Plot confidence against support:
```
rules.plot.scatter("support", "confidence", alpha=0.5, marker="*")
plt.xlabel("Support")
plt.ylabel("Confidence")
plt.title("Association Rules")
plt.show()
```
The output is as follows:
Figure 8.41: The plot of confidence against support
The plot reveals that there are some association rules featuring relatively high support and confidence values for this dataset.
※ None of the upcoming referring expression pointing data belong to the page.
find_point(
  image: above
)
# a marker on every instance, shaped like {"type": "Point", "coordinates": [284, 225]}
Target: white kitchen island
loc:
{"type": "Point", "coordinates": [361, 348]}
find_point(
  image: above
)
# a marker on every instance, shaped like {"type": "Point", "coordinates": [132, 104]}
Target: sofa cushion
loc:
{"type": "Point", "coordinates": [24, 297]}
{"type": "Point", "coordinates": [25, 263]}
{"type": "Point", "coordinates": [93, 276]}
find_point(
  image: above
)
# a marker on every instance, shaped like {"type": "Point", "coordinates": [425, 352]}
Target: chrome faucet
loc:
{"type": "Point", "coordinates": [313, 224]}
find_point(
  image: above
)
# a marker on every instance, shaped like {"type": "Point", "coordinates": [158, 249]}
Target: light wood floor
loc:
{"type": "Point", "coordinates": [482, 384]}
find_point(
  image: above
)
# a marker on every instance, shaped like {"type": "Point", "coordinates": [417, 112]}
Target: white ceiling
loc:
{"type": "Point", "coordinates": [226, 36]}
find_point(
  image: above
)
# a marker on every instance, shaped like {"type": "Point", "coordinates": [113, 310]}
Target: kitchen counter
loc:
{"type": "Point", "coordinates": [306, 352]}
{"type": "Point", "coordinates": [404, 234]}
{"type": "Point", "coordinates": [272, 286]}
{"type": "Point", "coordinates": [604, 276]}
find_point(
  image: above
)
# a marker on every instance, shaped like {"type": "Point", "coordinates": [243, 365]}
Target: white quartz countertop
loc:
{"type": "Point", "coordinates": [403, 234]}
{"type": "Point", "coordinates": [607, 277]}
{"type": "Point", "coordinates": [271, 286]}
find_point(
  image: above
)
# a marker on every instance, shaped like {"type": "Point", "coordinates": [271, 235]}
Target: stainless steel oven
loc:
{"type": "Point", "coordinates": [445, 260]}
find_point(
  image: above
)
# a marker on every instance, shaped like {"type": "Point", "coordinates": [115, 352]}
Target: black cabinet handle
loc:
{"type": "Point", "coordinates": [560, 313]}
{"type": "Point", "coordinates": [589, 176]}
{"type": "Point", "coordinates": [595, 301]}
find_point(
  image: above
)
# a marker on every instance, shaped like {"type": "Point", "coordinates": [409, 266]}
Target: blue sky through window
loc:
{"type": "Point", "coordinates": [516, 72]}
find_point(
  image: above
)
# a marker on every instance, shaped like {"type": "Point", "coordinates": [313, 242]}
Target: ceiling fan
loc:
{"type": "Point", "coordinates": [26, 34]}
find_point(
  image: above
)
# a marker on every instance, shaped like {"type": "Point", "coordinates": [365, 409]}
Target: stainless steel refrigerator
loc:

Look at the distributions of lift, leverage, and conviction:
```
rules.hist("lift", grid=False, bins=30)
plt.title("Lift")
```
The output is as follows:
Figure 8.42: The distribution of lift values
```
rules.hist("leverage", grid=False, bins=30)
plt.title("Leverage")
```
The output is as follows:
Figure 8.43: The distribution of leverage values
```
plt.hist(
    rules[numpy.isfinite(rules['conviction'])].conviction.values, 
    bins = 30
)
plt.title("Conviction")
```
The output is as follows:
Figure 8.44: The distribution of conviction values

Having derived association rules, we can return to management with additional information, the most important of which would be that there are roughly seven item sets that have reasonably high values for both support and confidence. Look at the scatterplot of confidence against support to see the seven item sets that are separated from all the others. These seven item sets also have high lift values, as can be seen in the lift histogram. It seems that we have identified some actionable association rules, rules that we can use to drive business decisions.